Montaggi violenti, musique concrete e rumore ne sono le componenti precipue, tanto che “The Breach” e la soundscape subliminale al ralenti della più lunga “All Black” suonano come flow fluttuanti in un cosmo Kandinsky-iano. La voce è svuotata, piatta, ma inesorabile. Pian piano il beat prende forma, ma è un flipper digitale in un’impalpabile, e quasi comica, fusione con un fondale funebre. Il maggior contrasto il trio lo ottiene quando recupera una base ritmica convenzionale in “True Believer”: le sincopi si accentuano, evocano una sempre maggiore apprensione, s’infarciscono di dissonanze elettroniche alla Public Enemy.

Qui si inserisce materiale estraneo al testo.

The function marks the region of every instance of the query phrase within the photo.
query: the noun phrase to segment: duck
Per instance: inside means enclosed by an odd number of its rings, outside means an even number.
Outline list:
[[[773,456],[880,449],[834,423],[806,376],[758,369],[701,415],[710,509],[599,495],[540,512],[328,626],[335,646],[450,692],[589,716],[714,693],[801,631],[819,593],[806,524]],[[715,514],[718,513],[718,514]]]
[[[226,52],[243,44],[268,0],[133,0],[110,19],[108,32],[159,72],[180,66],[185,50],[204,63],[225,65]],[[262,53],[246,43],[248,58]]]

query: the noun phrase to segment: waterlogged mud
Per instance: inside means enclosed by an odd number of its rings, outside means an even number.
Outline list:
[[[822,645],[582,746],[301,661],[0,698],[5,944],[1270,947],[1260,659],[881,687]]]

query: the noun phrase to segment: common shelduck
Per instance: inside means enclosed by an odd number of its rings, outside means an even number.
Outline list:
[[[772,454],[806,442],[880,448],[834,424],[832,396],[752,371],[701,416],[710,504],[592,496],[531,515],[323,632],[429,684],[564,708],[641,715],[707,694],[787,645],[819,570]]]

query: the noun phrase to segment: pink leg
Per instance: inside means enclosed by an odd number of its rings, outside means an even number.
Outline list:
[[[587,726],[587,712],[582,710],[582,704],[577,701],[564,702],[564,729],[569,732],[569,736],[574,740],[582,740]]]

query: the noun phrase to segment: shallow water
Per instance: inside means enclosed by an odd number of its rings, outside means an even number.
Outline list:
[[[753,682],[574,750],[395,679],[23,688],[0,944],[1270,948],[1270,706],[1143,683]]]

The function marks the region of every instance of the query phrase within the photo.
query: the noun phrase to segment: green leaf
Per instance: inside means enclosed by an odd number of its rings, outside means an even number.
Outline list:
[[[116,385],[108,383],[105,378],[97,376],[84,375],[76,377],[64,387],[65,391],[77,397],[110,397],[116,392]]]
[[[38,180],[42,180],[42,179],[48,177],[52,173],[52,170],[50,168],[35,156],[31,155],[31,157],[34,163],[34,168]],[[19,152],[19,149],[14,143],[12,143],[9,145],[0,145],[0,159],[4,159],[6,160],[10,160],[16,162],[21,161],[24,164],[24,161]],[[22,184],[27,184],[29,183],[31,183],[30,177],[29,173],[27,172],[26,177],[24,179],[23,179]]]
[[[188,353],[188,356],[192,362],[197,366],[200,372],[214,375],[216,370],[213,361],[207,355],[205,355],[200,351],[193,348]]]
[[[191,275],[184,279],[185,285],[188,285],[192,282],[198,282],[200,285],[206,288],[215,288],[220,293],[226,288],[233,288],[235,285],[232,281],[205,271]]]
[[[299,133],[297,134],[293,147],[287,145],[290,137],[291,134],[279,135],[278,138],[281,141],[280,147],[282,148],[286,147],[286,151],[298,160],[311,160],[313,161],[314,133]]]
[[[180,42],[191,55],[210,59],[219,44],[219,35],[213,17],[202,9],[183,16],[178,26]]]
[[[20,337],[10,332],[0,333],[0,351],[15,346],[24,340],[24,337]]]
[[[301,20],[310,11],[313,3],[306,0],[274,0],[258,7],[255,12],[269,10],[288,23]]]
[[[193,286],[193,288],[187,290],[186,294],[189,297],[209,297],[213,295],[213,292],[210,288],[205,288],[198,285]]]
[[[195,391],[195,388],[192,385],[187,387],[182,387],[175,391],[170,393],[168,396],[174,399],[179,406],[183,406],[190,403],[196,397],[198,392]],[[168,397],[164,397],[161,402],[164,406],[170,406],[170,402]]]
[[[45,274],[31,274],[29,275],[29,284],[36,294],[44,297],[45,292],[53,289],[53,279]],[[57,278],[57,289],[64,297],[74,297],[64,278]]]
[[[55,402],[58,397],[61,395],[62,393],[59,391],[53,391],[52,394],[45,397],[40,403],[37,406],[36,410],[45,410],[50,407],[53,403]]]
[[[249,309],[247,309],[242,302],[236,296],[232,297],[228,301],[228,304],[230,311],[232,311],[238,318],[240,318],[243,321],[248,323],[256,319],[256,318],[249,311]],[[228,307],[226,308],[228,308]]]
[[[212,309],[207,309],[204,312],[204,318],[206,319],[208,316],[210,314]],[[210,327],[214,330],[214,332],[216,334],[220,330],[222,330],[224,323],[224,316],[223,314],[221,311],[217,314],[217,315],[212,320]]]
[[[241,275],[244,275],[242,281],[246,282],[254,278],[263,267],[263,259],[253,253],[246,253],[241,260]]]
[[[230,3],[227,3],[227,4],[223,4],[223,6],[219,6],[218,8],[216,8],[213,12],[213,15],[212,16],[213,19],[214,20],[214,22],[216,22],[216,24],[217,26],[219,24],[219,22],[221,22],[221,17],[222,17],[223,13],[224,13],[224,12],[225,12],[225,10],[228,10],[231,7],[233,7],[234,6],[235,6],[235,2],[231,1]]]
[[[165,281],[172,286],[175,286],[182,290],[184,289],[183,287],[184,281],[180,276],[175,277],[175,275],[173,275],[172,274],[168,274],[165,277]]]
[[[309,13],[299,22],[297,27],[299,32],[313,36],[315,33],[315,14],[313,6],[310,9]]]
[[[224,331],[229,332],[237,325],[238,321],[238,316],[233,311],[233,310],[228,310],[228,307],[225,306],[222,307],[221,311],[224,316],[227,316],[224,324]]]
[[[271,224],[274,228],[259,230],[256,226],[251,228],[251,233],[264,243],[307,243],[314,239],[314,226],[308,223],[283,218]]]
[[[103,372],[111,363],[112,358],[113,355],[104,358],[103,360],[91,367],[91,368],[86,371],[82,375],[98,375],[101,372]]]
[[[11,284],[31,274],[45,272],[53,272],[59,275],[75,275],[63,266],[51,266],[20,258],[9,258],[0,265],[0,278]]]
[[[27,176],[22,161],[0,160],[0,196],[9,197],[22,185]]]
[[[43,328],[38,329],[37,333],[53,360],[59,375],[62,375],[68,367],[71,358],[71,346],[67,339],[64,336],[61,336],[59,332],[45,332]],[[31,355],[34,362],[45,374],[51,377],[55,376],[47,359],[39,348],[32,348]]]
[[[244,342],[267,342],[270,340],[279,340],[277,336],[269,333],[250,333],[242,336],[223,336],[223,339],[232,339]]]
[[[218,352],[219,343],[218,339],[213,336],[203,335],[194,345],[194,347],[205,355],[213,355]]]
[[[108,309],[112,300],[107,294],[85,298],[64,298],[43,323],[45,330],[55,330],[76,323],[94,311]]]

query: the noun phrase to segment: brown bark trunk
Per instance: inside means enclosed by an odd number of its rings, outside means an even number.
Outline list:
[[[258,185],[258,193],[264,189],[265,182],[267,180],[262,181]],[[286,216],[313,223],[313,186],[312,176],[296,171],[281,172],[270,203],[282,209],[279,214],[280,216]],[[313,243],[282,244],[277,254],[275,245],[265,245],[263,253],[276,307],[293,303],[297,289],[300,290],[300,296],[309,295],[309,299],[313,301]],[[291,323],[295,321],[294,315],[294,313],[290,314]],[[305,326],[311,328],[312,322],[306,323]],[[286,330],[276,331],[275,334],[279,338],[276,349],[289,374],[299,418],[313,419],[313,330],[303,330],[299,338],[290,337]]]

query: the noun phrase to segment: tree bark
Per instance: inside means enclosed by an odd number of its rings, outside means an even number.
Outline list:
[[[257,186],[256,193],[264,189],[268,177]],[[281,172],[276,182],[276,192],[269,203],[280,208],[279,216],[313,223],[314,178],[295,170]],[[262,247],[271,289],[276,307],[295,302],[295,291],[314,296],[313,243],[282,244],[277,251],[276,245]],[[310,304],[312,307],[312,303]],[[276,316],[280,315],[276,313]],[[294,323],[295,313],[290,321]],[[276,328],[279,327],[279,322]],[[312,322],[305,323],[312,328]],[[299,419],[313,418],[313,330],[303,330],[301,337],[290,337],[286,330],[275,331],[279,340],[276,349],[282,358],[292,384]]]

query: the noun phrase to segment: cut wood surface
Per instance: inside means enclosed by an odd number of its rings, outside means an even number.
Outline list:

Così nel gorgo soul-pop di “Air ‘Em Out”, piccolo coagulo di eventi altamente discordanti: una concessione pseudo-melodica, comunque subito polverizzata dalle sospensioni di “Break The Glass”, da far ingelosire i Death Grips. Gli interludi sono spesso dub satanici che sotterrano senza pietà il rap (“Interlude 01”). Vertice post-industriale è la danza d’invocazioni e formule magiche di “Wake Up”. “Baby Don’t Sleep”, uno dei pezzi meno musicali del genere, motto per scosse sismiche e scariche radioattive, va anche oltre. Lo spassoso finale finto-liberatorio (“A Better Place”), si nutre d’organo triturato e colpi techno, e un flow rifratto.
Irregolare, scomposto nella struttura, visto a distanza è poco più che una maratona di stridori che spazza la mente. E’ un nuovo paradigma di opera hip-hop che convince ed esalta per la conoscenza a menadito degli stilemi black-music, anche storici (sentire l’impeccabile spiritual a cappella di “Story 5”), e specialmente per come li tritura e liofilizza in una pasta abrasiva. Dal massimalismo dei Dalek e dal dadaismo dei Clouddead si passa a un essenzialismo hip-hop antispettacolare, sporco e acido. Ha un sottotesto di fantascienza un po’ macchietta, la parte invero meno necessaria: serve, in associazione al corredo sonico, a tirare fuori una visione composita del genere umano, una fascinazione per il destino e le regole dell’esistenza.